This is an unabashedly specialist release. The group’s USP is research-driven performance, and the combination here of newly reconstructed and recorded editions (many created by the group’s expert advisor Magnus Williamson) and scholarly booklet notes (also by Williamson) is unlikely to appeal to the casual or ambient polyphony listener.

But what riches for those already inclined to luxuriate in the heavy cloth and densely woven sonic thread of Robert Fayrfax’s choral music. Up until now, Eton Choirbook collections and a toe-dip from The Sixteen aside, The Cardinall’s Musick were pretty much the only game in town, with their multi-volume set. Ensemble Pro Victoria share something of that group’s broad, bass-rooted balance and forthright delivery. But there’s a new level of muscularity here, helped by a more soloistic singing approach and more forward recording technique.

Upper voices set the tone, painting in the bold colour-saturated strokes of the Gothic manuscripts of this period – there’s nothing wan or reedy here among sopranos and tenors whose voices are allowed to spin with easy warmth and vibrato. And when basses are let off the leash, as in the opening Magnificat Regale, the effect is earengulfing and dynamic – a flood of sound.

Bringing together both Fayrfax’s secular part-songs and sacred works, the album also includes a couple of notable premiere recordings. Chief among these is the Credo from the Missa Sponsus amat sponsum, in a new reconstruction by Roger Bray and Williamson. Judging by this movement, the composer’s only surviving four-part Mass is an extraordinary thing – ear-twistingly intricate, even by the composer’s own contrapuntal standards. The melismas unfold in endless skeins, melodic hairpin turns sending the music suddenly flying in a new direction, Fayrfax’s ‘sly rhythmic displacement’ adding further spice.

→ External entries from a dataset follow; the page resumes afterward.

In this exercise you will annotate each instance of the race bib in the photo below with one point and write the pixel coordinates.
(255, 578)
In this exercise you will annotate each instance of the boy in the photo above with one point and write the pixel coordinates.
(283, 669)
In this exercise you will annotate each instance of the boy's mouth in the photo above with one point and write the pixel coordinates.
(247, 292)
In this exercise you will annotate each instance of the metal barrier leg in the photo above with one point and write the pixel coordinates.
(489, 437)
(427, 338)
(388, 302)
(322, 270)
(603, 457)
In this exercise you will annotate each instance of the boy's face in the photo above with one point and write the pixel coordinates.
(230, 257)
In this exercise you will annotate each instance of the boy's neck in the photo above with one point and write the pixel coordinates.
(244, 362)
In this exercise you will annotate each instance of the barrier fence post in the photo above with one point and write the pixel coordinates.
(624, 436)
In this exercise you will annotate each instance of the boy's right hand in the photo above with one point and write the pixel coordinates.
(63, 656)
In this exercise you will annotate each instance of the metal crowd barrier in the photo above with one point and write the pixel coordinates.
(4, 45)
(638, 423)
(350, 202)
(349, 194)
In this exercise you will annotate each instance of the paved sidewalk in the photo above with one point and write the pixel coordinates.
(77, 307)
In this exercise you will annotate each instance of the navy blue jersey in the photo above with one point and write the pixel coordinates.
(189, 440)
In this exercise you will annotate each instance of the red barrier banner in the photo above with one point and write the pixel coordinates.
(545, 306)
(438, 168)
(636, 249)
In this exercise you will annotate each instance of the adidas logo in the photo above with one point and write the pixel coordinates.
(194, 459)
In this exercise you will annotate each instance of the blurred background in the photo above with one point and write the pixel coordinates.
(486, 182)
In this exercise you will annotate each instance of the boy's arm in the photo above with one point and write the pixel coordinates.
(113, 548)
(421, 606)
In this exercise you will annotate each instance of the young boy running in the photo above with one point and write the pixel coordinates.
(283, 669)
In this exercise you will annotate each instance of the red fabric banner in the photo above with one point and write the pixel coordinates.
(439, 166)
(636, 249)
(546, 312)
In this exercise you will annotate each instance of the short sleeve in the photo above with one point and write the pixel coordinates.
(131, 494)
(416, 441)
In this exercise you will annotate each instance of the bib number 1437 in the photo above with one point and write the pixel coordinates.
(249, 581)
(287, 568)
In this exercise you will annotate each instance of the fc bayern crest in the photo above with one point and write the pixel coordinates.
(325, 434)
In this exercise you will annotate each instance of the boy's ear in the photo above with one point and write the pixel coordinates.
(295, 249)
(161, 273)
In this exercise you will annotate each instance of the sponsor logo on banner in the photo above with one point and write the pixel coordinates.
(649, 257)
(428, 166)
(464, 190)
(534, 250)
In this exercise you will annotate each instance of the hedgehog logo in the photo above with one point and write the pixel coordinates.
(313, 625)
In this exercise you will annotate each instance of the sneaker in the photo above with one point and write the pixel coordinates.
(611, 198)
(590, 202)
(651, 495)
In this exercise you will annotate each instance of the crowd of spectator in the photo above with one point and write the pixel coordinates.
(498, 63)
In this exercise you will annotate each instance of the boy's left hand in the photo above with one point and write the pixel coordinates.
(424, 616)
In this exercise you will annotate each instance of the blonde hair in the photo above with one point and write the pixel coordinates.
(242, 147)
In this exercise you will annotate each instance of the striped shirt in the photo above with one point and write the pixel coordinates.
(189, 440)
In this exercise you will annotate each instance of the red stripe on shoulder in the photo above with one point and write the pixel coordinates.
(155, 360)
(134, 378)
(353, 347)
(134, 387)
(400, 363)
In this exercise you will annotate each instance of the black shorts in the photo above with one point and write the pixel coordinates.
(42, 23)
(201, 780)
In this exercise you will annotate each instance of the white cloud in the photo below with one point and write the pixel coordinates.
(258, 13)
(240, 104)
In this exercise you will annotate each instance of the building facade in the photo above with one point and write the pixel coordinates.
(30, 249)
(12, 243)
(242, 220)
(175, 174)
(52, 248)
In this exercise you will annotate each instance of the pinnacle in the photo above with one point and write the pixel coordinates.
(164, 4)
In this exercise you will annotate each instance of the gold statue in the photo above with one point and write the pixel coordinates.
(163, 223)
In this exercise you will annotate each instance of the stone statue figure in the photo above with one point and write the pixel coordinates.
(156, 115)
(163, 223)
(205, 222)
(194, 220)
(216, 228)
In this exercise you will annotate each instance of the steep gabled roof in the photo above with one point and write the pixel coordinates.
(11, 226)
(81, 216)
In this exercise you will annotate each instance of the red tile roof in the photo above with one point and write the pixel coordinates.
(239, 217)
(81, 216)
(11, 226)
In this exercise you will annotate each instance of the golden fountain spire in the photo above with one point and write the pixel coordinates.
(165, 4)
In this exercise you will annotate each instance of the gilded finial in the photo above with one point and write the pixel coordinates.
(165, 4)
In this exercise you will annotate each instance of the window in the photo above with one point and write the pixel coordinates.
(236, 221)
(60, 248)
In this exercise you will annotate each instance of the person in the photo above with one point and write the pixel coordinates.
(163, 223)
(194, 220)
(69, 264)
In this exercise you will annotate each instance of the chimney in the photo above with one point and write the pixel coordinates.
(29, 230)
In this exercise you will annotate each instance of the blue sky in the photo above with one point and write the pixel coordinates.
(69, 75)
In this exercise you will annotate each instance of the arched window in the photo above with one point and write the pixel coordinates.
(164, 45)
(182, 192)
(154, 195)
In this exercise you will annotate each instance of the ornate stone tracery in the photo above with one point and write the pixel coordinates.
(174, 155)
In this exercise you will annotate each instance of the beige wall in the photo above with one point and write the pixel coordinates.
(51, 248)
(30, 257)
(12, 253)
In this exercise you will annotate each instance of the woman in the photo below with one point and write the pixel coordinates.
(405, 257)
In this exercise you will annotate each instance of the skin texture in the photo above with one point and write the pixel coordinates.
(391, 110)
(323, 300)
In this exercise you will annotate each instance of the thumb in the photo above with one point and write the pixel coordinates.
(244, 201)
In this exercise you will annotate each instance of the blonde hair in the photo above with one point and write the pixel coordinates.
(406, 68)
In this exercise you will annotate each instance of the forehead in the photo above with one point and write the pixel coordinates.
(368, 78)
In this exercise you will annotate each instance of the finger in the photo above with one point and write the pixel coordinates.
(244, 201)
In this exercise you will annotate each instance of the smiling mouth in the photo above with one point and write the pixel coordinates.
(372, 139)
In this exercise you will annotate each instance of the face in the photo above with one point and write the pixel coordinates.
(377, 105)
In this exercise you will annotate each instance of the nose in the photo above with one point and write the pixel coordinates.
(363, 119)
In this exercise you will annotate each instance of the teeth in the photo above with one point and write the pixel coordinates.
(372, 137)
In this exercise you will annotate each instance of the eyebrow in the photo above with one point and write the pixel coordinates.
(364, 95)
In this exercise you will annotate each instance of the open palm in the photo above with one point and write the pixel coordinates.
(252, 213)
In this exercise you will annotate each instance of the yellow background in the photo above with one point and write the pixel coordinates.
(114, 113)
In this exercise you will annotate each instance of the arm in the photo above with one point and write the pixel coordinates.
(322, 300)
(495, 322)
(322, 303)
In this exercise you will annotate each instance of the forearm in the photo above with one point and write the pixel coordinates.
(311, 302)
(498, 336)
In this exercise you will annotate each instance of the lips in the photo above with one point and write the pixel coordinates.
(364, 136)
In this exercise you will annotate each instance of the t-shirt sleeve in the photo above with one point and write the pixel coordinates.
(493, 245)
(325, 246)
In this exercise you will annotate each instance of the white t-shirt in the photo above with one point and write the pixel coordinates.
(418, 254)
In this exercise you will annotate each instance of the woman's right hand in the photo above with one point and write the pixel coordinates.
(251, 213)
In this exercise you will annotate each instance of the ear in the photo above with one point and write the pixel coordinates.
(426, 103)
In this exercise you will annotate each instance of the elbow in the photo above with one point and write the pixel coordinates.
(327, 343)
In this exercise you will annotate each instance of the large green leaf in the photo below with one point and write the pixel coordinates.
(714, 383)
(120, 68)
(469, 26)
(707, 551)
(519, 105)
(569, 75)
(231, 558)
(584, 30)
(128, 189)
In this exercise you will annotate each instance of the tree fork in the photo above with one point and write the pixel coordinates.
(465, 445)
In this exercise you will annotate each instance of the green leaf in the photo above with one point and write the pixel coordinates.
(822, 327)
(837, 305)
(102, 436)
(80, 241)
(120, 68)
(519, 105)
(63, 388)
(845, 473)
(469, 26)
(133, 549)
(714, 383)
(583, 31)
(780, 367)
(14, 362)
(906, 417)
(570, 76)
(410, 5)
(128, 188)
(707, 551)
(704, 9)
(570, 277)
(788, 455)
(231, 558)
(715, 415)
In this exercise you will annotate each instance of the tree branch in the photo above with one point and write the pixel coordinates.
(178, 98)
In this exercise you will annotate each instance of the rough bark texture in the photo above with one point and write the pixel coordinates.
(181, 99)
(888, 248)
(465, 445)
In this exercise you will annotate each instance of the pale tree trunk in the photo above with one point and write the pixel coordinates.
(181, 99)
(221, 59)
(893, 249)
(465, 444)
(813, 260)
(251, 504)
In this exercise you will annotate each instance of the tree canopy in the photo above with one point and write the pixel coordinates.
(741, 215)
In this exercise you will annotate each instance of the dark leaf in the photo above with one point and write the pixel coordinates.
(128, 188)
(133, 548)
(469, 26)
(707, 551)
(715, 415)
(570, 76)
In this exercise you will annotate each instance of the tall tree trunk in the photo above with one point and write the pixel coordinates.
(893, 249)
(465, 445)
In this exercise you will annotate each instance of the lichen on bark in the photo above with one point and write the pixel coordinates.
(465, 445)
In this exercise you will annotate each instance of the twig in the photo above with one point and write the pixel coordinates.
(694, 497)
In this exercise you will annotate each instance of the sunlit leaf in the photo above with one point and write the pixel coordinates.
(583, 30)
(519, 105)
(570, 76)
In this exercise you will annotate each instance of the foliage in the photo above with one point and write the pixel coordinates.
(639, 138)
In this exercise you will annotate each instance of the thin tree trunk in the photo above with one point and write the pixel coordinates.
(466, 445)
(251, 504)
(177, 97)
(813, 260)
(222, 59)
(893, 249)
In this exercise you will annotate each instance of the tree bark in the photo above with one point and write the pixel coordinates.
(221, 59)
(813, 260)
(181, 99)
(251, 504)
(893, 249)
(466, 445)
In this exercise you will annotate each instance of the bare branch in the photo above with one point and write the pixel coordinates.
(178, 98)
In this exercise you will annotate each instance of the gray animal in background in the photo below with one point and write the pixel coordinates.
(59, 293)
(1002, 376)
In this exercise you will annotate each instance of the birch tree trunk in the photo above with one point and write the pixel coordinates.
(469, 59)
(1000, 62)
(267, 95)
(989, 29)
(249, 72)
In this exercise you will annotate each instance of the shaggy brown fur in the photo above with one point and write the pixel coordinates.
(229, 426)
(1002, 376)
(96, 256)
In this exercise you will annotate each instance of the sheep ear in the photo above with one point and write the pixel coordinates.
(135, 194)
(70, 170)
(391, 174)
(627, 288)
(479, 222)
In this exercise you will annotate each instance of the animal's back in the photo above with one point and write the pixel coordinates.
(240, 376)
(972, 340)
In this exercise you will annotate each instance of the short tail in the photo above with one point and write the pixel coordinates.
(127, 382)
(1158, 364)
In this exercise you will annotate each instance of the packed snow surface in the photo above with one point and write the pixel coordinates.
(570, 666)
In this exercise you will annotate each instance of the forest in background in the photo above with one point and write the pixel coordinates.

There’s further novelty in Ave lumen gratiae, with its agile duet verse sections, as well as the chant-harmonisations of the alternate verses in the Magnificat – decadent homophonic richness after the passages of darting counterpoint. The secular songs are nicely handled, and the closing Maria plena virtute supplies a welcome aural cool-down with its longer, smoother melodic arcs. It’s a compelling start from a new group I think we’ll be hearing a lot more from.